Building on President Clinton’s longstanding commitment to Haiti from during his presidency, the Foundation has been actively engaged in Haiti since 2009. Following the 2010 devastating earthquake in Haiti, President Clinton dedicated Clinton Foundation resources to help with immediate and long-term relief and assistance, and at the request of President Obama, joined with President George W. Bush to establish the Clinton Bush Haiti Fund, which supports highly effective organizations on the ground in long-term rebuilding efforts. In 2011, the Clinton Foundation refocused its efforts in Haiti from emergency relief to long-term development and strategic planning, putting emphasis on private sector investment, job creation, capacity building, and education.

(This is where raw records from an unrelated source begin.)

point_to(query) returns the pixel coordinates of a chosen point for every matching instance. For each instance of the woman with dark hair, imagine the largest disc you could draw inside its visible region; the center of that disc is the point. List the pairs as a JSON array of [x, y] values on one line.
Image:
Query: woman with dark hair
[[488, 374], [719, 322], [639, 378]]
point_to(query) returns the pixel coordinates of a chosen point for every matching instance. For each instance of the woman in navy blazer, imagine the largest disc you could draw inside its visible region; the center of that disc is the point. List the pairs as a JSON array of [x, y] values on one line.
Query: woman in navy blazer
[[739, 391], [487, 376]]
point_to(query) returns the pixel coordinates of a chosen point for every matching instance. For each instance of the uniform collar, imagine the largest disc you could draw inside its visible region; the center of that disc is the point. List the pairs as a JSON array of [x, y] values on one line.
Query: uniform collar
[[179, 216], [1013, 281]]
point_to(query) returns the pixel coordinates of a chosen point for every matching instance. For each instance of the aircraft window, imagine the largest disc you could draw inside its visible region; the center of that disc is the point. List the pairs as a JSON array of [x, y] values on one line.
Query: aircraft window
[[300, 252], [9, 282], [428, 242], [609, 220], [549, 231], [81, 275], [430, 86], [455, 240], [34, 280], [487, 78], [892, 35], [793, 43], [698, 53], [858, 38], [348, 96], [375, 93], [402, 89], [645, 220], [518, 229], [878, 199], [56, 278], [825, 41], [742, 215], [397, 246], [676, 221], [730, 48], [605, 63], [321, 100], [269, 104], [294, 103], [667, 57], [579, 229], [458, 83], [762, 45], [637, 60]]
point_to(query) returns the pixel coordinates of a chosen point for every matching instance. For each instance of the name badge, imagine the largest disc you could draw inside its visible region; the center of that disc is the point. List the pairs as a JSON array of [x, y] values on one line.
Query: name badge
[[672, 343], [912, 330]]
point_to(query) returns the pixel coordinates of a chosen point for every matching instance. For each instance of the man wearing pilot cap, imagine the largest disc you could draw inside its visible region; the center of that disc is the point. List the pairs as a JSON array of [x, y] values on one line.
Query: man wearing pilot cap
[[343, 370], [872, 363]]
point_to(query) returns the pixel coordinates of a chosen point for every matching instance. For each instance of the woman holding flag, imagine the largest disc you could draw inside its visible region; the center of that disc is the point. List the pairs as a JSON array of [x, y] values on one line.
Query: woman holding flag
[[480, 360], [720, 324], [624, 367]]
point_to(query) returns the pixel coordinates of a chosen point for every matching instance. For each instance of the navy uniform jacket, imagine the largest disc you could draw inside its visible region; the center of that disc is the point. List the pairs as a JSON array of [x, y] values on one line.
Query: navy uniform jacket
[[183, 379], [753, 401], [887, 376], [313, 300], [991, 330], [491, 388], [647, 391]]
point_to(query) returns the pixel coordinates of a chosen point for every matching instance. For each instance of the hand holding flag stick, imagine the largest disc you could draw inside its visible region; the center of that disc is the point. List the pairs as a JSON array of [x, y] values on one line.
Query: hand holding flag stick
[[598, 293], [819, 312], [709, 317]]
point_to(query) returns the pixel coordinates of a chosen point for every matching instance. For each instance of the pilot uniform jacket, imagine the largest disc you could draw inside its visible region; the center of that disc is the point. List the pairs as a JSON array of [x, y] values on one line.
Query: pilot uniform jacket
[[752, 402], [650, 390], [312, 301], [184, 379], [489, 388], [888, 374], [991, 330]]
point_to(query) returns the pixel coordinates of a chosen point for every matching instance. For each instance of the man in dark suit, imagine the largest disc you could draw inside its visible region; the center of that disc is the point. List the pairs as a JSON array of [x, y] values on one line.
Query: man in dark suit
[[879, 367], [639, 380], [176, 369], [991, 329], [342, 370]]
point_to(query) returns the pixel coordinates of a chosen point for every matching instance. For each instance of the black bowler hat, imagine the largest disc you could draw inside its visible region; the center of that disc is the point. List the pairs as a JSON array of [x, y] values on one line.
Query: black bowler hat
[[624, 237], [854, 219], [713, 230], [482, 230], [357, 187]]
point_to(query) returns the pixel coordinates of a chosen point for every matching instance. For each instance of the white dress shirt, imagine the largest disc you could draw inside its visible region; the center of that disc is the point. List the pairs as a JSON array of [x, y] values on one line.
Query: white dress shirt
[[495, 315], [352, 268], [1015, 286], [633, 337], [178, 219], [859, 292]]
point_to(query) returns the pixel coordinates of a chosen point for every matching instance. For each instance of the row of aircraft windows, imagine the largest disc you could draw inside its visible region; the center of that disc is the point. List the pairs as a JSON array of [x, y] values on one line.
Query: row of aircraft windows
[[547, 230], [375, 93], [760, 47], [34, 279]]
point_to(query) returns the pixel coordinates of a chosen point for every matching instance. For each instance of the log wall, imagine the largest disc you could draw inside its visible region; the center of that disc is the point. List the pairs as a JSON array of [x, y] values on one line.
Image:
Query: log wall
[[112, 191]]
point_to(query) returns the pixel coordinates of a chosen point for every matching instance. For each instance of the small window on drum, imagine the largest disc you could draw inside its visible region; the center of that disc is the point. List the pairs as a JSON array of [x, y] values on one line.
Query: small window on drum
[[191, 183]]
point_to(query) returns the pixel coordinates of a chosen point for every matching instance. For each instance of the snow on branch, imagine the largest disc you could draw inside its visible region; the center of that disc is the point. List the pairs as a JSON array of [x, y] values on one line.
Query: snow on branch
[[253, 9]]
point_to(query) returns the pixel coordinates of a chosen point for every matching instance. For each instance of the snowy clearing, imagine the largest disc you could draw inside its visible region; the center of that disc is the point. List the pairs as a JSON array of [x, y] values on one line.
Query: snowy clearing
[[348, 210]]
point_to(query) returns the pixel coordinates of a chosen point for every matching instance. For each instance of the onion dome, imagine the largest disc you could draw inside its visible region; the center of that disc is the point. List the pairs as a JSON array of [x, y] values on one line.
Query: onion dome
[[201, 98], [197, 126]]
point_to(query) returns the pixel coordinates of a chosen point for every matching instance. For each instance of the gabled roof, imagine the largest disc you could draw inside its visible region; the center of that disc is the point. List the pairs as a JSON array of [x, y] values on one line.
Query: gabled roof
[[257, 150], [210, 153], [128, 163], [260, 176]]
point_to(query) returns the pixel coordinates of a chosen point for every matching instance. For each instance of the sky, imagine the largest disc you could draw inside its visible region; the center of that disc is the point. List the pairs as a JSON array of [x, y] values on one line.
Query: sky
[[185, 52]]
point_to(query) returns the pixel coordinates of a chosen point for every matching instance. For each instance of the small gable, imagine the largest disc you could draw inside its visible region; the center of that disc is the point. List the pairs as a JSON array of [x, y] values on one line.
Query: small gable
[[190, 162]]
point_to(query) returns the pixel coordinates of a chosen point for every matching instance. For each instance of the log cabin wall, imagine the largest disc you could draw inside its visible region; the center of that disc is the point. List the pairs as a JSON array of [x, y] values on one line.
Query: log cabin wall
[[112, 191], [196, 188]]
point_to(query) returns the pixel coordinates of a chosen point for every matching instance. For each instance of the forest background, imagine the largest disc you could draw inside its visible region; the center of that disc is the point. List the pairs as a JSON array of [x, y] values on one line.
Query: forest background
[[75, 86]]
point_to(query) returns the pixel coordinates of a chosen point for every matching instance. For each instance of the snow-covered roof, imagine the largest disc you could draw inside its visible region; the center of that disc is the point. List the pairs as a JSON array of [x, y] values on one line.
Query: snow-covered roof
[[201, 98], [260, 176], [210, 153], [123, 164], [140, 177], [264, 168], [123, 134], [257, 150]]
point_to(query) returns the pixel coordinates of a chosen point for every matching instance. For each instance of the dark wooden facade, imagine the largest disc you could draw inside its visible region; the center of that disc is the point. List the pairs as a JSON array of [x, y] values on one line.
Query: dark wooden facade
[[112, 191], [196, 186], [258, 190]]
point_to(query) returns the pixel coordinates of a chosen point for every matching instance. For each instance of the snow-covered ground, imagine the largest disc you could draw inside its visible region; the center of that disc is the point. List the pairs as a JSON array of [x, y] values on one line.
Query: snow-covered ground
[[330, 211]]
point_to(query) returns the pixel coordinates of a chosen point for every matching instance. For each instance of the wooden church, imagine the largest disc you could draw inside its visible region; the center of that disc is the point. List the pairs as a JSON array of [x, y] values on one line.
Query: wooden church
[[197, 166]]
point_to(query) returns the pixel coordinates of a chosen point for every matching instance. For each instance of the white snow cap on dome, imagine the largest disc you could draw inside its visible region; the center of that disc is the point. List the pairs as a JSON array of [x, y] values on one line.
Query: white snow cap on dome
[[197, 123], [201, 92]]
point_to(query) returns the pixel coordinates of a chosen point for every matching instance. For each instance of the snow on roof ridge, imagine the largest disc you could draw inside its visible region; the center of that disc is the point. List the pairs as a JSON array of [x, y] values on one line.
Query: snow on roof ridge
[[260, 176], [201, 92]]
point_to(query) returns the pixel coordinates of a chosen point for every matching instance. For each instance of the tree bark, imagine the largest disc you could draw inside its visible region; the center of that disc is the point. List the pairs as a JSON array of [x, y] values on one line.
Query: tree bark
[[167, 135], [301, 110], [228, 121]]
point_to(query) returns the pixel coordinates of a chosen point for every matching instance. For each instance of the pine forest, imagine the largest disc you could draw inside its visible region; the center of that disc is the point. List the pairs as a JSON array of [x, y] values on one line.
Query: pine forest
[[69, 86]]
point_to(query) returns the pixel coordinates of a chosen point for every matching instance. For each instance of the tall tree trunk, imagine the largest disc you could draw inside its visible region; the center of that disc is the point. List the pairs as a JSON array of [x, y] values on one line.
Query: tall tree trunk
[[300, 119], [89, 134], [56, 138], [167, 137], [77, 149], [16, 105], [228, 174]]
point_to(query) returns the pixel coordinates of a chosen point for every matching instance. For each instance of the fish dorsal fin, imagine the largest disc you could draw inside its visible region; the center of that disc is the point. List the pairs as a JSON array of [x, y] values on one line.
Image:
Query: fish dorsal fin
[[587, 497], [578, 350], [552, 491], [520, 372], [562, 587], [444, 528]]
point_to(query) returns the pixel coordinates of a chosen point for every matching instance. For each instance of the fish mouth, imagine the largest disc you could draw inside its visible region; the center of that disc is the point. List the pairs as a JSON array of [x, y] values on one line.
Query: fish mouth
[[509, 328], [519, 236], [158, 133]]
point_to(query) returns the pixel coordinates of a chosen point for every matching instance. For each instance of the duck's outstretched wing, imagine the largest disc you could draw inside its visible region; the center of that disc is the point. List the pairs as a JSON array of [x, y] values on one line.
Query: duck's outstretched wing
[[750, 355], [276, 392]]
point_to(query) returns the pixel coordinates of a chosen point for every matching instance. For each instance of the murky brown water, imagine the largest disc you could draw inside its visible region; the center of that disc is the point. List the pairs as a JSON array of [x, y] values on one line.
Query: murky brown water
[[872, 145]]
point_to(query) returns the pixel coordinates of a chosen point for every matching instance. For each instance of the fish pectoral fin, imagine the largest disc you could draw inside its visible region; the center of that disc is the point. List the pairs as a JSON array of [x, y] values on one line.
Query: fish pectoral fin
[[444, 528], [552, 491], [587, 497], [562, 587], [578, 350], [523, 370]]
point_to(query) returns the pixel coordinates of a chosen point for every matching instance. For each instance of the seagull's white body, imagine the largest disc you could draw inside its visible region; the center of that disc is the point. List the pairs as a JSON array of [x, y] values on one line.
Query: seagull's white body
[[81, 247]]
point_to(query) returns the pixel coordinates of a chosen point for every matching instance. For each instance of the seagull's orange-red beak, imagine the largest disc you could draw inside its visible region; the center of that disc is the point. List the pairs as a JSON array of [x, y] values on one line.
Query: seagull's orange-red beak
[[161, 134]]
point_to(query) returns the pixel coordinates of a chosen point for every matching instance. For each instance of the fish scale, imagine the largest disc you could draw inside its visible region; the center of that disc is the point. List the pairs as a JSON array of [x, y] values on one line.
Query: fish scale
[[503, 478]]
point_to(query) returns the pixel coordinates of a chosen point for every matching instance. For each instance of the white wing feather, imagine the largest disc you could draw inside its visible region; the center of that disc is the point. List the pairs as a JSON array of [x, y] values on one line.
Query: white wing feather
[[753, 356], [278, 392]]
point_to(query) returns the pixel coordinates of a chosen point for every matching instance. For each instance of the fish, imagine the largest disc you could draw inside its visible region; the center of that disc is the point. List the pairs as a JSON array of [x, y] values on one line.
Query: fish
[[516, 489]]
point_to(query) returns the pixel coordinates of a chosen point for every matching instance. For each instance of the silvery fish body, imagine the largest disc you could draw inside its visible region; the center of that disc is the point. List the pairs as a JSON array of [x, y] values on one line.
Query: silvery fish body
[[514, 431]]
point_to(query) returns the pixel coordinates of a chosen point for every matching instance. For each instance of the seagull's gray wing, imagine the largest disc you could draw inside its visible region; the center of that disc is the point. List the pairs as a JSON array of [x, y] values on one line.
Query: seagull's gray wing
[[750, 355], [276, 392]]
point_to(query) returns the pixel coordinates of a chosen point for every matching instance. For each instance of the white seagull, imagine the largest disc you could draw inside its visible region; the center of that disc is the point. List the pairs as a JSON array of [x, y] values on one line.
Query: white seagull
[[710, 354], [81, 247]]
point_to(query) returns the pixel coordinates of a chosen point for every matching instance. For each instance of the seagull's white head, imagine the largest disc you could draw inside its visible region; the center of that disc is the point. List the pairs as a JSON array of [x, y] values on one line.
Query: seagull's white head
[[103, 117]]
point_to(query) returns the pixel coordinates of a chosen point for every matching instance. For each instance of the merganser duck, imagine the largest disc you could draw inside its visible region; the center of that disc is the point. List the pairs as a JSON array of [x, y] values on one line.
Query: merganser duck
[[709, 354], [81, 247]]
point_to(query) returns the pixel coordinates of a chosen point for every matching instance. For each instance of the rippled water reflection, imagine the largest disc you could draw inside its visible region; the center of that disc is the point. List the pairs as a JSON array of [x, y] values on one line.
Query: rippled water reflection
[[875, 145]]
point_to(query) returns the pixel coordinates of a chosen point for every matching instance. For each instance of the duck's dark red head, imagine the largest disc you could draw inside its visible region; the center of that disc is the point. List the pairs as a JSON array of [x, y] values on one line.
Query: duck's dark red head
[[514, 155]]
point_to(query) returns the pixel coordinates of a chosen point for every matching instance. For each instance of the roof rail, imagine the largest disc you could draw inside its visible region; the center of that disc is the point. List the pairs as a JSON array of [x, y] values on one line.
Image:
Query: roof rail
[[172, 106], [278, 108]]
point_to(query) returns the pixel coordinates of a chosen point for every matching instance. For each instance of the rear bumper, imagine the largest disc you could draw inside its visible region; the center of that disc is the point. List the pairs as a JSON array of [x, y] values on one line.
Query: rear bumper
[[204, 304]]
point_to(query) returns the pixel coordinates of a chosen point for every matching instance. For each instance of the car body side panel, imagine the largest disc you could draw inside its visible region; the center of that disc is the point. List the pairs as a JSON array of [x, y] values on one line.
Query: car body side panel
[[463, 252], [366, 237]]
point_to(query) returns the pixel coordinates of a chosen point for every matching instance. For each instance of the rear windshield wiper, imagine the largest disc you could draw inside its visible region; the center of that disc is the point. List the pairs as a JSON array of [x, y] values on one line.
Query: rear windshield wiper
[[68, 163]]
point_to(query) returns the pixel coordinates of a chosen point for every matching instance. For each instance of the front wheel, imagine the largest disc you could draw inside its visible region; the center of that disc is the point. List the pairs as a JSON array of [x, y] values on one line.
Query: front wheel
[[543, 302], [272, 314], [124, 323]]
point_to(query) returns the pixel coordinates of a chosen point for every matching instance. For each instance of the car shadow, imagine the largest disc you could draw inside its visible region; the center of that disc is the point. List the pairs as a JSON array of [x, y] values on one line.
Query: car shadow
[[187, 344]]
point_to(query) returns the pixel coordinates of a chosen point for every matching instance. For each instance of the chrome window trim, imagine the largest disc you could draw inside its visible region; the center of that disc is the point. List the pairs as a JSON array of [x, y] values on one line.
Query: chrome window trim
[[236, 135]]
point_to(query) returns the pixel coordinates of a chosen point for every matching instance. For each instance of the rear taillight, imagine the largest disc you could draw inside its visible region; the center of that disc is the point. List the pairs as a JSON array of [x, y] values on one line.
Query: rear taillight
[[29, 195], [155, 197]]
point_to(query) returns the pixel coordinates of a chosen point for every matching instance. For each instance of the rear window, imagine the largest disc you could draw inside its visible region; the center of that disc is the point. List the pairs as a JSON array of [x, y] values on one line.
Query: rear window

In addition to these initiatives, the Clinton Presidential Center, in Little Rock, Arkansas, supports the mission of the Foundation. The Center is also home to the University of Arkansas Clinton School of Public Service, the only school in the nation offering a master’s degree in public service. Both the Center and the School are inspiring others to follow in President Clinton’s legacy of service.
What began as a vision to lower the prices of HIV/AIDS medicines has evolved into one of the fastest-growing NGOs in the world. But the Clinton Foundation wasn’t built overnight, nor was it the result of one individual alone. The collaboration of like-minded partners, visionary individuals, generous supporters, and a dedicated and talented staff on the ground has brought the Foundation to where it is today.